Complete step-by-step answer:
We are given two charges. Let the charges be ${q_1}$ and ${q_2}$. When they are placed in the air, then we can write the expression of Coulomb's law in terms of the permittivity of the air or vacuum in the following way. Let the force between the two charges in air be F then we have
$F = \dfrac{1}{{4\pi { \in _0}}}\dfrac{{{q_1}{q_2}}}{{{r^2}}}$ …(i)
Here r is the distance between two charges in air whose value is given as
$r = 20cm$
Now when the two charges are placed in the oil then the permittivity of the medium between the two charges changes.

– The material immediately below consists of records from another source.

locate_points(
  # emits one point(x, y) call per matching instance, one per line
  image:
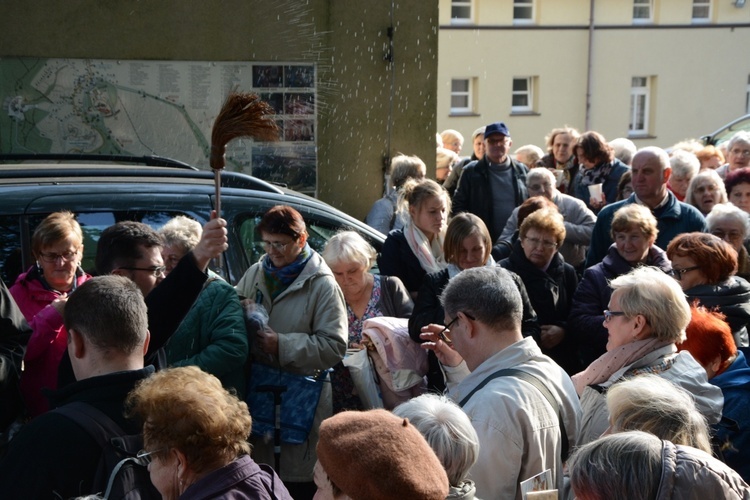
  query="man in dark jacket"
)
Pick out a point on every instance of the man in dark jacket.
point(492, 187)
point(53, 456)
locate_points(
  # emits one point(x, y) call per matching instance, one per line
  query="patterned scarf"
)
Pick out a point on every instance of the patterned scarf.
point(278, 279)
point(430, 255)
point(601, 369)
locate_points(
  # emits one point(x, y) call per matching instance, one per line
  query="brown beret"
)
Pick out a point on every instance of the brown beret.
point(376, 455)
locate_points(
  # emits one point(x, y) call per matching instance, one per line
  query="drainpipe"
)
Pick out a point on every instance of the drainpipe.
point(589, 64)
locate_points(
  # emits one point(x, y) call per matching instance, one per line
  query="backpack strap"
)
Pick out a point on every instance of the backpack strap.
point(541, 387)
point(94, 421)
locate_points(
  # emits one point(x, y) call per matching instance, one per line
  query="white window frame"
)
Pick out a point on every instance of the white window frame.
point(462, 20)
point(524, 4)
point(642, 4)
point(701, 4)
point(529, 93)
point(467, 94)
point(640, 102)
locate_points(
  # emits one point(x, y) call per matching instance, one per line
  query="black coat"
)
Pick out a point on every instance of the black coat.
point(54, 455)
point(551, 294)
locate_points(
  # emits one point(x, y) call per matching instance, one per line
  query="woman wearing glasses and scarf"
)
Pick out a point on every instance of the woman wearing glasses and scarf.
point(706, 267)
point(646, 317)
point(549, 280)
point(41, 293)
point(306, 330)
point(634, 233)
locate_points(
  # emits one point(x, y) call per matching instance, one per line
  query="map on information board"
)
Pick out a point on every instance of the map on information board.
point(163, 108)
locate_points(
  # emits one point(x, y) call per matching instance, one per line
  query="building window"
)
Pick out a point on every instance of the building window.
point(461, 11)
point(701, 10)
point(642, 11)
point(461, 98)
point(523, 95)
point(639, 105)
point(523, 11)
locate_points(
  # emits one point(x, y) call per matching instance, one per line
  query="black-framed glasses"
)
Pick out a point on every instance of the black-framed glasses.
point(52, 257)
point(441, 333)
point(156, 271)
point(279, 247)
point(679, 273)
point(608, 315)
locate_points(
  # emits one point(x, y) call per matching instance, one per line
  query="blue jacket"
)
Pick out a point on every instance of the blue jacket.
point(734, 427)
point(474, 194)
point(592, 298)
point(673, 219)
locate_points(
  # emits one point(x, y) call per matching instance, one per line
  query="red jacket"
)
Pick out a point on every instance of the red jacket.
point(48, 340)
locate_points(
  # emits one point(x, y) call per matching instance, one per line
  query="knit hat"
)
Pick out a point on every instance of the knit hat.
point(374, 454)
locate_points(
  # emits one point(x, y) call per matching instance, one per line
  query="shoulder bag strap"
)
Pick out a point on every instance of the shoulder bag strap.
point(541, 387)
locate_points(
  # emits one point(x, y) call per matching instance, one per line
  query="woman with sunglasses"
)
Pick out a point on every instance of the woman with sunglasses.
point(549, 280)
point(195, 438)
point(705, 267)
point(645, 320)
point(306, 330)
point(41, 293)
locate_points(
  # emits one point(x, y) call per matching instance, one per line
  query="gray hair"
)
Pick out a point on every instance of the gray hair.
point(488, 294)
point(728, 211)
point(701, 178)
point(741, 136)
point(404, 168)
point(653, 404)
point(447, 430)
point(349, 246)
point(684, 164)
point(658, 297)
point(624, 149)
point(182, 232)
point(624, 465)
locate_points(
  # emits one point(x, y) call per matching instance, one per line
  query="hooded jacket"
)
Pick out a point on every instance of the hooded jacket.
point(690, 473)
point(733, 300)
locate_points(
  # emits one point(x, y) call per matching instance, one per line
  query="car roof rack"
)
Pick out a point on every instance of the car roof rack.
point(175, 169)
point(148, 160)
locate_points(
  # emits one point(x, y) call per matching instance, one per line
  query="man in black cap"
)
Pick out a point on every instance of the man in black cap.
point(492, 187)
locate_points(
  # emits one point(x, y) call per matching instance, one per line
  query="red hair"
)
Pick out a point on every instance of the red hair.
point(709, 336)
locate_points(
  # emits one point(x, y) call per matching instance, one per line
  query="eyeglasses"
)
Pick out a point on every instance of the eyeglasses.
point(51, 258)
point(279, 247)
point(679, 273)
point(146, 457)
point(155, 270)
point(543, 243)
point(442, 334)
point(608, 315)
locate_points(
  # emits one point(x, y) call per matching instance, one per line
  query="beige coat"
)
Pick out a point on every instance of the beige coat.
point(310, 318)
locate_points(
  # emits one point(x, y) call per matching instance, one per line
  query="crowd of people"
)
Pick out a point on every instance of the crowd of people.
point(582, 311)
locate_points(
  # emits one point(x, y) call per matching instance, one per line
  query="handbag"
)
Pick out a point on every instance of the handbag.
point(274, 393)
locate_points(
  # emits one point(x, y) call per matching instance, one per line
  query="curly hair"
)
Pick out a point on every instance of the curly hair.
point(56, 227)
point(188, 409)
point(716, 257)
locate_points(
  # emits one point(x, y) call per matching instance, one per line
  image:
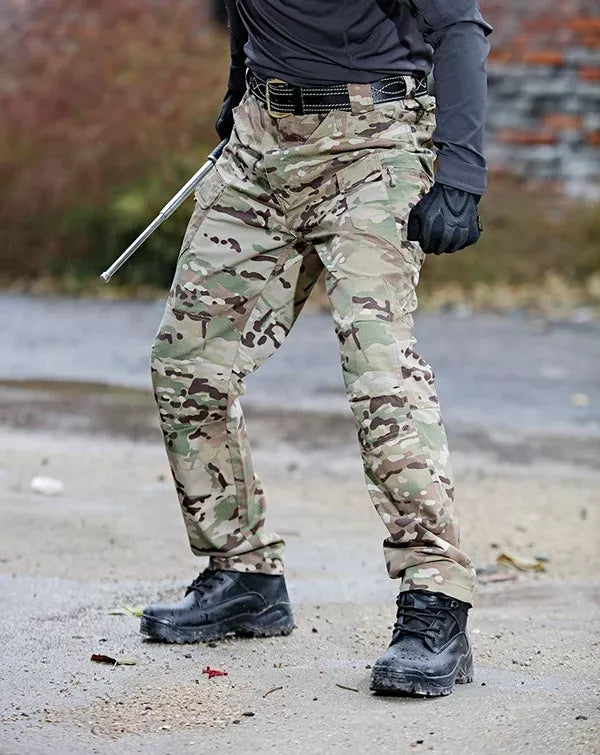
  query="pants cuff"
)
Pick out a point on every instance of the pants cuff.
point(248, 563)
point(446, 577)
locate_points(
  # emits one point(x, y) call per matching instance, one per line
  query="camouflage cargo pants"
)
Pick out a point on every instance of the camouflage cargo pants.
point(288, 199)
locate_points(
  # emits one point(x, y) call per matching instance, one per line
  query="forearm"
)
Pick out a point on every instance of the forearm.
point(238, 37)
point(458, 34)
point(460, 54)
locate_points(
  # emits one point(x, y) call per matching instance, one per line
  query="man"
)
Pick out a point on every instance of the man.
point(328, 167)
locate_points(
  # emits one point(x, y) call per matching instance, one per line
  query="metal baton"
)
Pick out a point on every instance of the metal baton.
point(167, 210)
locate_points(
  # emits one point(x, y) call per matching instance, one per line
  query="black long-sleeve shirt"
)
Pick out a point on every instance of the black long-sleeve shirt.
point(313, 42)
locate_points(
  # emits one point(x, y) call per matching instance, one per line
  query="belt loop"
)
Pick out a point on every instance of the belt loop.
point(361, 98)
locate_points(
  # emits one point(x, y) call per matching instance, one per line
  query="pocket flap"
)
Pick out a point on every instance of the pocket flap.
point(209, 188)
point(361, 171)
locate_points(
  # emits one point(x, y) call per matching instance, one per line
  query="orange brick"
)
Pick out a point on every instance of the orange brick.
point(589, 73)
point(543, 58)
point(500, 56)
point(523, 137)
point(585, 24)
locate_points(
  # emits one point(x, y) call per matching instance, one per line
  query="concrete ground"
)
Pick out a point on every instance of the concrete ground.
point(522, 402)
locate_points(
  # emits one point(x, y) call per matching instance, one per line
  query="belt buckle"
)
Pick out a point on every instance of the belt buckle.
point(273, 114)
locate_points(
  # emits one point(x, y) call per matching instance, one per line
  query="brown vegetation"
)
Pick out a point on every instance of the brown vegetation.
point(95, 98)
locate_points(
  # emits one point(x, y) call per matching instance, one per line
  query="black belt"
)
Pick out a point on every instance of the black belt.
point(281, 98)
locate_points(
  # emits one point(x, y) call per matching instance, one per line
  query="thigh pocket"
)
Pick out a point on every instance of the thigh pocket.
point(408, 176)
point(206, 194)
point(367, 205)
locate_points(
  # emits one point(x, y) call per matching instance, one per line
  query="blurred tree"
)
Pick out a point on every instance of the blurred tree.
point(97, 99)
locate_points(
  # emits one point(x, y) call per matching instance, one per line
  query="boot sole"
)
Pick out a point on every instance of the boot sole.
point(414, 683)
point(274, 621)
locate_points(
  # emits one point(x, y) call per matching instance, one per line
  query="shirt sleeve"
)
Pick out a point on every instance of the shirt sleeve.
point(238, 36)
point(458, 34)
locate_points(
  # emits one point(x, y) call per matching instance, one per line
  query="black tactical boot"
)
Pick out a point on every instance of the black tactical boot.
point(222, 603)
point(430, 650)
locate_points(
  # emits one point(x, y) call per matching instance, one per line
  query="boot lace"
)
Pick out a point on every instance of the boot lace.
point(426, 623)
point(205, 581)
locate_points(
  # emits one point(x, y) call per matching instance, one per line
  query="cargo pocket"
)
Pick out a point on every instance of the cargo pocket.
point(206, 194)
point(408, 176)
point(367, 204)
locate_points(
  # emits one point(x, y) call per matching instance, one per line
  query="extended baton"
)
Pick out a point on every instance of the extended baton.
point(167, 210)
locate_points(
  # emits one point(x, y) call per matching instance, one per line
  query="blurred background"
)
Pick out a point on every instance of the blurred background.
point(108, 107)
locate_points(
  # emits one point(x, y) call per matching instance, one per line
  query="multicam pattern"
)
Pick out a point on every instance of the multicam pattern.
point(289, 199)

We are given the relative permittivity of the oil from which we can calculate the permittivity of the medium in terms of the permittivity of the vacuum. It is given as
$\in = { \in _r}{ \in _0} = 5{ \in _0}$
Now we can write the expression for Coulomb’s law in the oil in the following way.
$F' = \dfrac{1}{{4\pi \in }}\dfrac{{{q_1}{q_2}}}{{r{'^2}}}$ …(ii)
Now by dividing expression (i) by expression (ii), we get
$\dfrac{F}{{F'}} = \dfrac{{\dfrac{1}{{4\pi { \in _0}}}\dfrac{{{q_1}{q_2}}}{{{r^2}}}}}{{\dfrac{1}{{4\pi \in }}\dfrac{{{q_1}{q_2}}}{{r{'^2}}}}} = \dfrac{ \in }{{{ \in _0}}}\dfrac{{r{'^2}}}{{{r^2}}}$
If the forces are same in air and oil then we have
$1 = \dfrac{ \in }{{{ \in _0}}}\dfrac{{r{'^2}}}{{{r^2}}} \\\ \Rightarrow r{'^2} = \dfrac{{{ \in _0}}}{ \in }{r^2} \\\ \Rightarrow r' = \sqrt {\dfrac{{{ \in _0}}}{ \in }} r \\\$
Inserting the known values, we get
$r' = \sqrt {\dfrac{{{ \in _0}}}{{5{ \in _0}}}} \times 20 = \dfrac{{20}}{{\sqrt 5 }} = 8.94cm = 8.94 \times {10^{ - 2}}m$
This is the required answer.

Therefore, the correct answer is option A.

Note:
The permittivity of a medium tells us how much of the electric lines of force can pass through the medium. As the permittivity of a medium increases, the magnitude of the force between two charges decreases if they are kept at the same distance in both mediums.